In his decision, the judge also wrote: “Instead of facing hard facts and asking hard questions about the city’s abysmal track record of hiring black and Hispanic firefighters, the Bloomberg administration dug in and fought back.”

In his 2011 speech, Bloomberg also touted the diversity of New York residents.

“[U]nlike other diverse cities, New York lives as a mixture, rather than as a mosaic,” the mayor said. “In other cities, you’ll have neighborhoods where a particular ethnic or economic group would live. In New York City, there’s very little of that. Every block will have multiple ethnicities … economic levels.” 

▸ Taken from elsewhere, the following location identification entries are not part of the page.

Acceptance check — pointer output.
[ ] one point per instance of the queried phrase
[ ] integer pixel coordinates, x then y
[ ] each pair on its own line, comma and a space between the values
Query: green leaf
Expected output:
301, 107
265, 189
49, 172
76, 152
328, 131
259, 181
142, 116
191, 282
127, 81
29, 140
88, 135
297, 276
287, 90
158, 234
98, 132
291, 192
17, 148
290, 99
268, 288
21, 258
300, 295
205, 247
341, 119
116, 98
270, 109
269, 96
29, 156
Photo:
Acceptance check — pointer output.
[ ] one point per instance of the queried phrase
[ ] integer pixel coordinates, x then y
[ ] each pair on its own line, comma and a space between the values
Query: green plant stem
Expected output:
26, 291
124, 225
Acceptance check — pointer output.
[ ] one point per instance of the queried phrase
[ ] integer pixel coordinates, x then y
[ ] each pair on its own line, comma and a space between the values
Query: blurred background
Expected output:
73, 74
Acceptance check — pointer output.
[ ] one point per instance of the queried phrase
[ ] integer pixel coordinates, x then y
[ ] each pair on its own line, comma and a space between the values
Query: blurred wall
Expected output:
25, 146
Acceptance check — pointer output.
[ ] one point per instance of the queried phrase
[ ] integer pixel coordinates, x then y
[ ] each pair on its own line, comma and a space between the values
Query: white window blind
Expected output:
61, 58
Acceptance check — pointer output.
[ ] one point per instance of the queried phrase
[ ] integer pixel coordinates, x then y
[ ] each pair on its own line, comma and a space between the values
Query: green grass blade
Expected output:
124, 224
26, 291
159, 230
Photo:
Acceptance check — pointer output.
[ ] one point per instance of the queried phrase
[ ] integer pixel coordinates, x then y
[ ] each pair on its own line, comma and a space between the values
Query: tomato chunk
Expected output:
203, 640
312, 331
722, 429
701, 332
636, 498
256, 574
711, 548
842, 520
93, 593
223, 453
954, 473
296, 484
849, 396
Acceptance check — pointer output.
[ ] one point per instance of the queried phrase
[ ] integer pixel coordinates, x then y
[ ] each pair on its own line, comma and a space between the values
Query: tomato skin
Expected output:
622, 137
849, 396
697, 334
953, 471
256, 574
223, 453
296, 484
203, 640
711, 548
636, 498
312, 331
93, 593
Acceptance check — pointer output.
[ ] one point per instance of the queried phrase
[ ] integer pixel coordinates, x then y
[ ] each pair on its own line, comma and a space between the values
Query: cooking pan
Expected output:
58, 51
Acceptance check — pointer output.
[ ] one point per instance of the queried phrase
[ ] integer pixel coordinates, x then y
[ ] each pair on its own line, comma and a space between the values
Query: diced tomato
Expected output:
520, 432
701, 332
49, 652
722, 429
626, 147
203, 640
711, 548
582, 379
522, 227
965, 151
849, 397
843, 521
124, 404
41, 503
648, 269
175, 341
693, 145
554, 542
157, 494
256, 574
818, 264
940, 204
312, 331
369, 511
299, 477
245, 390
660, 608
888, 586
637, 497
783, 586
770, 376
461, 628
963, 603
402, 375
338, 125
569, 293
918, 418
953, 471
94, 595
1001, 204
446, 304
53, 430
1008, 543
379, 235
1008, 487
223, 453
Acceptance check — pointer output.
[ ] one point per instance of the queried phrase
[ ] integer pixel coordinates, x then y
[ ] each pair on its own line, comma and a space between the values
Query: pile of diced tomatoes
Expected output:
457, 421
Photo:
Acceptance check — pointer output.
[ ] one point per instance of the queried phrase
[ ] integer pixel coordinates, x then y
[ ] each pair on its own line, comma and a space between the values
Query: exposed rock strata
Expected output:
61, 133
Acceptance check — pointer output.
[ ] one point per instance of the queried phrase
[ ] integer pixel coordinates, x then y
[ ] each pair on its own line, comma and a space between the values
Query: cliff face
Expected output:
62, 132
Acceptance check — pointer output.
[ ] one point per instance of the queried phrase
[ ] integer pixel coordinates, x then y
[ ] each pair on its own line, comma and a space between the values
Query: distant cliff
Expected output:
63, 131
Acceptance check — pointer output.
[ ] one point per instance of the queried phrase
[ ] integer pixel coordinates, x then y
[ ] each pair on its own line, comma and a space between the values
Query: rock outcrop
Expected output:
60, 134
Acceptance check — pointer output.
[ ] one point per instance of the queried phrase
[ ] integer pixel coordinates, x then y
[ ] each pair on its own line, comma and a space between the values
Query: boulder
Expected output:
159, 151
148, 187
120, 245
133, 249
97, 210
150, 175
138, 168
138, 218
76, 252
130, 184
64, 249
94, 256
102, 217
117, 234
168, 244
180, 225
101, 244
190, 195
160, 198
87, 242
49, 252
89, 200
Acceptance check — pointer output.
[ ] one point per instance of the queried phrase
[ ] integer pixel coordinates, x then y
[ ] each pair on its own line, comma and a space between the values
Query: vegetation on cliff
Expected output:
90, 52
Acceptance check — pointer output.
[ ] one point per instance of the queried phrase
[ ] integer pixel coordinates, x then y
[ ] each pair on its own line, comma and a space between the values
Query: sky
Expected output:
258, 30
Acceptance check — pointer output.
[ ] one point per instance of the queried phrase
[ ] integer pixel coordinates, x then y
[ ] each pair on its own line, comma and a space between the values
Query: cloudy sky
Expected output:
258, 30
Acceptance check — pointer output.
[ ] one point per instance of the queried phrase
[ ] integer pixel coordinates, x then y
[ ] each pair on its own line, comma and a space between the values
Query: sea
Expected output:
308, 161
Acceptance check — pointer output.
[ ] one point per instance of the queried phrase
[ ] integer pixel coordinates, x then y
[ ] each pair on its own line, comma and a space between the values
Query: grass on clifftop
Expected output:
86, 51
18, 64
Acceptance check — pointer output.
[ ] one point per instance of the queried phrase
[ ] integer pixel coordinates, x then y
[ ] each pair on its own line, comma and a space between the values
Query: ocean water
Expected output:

In fact, among the 50 U.S. metro areas with the largest Black populations, New York was the third-most segregated metro area for Black and white residents, according to a March 2011 study by a Brown University researcher analyzing 2010 census data. 

New York state also had the most segregated public schools in the nation at the time and New York City schools were among the most segregated in the state, per a 2014 report from the University of California at Los Angeles, which looked at data through the 2010-2011 school year. New York City’s public schools are still among the most segregated in the nation today.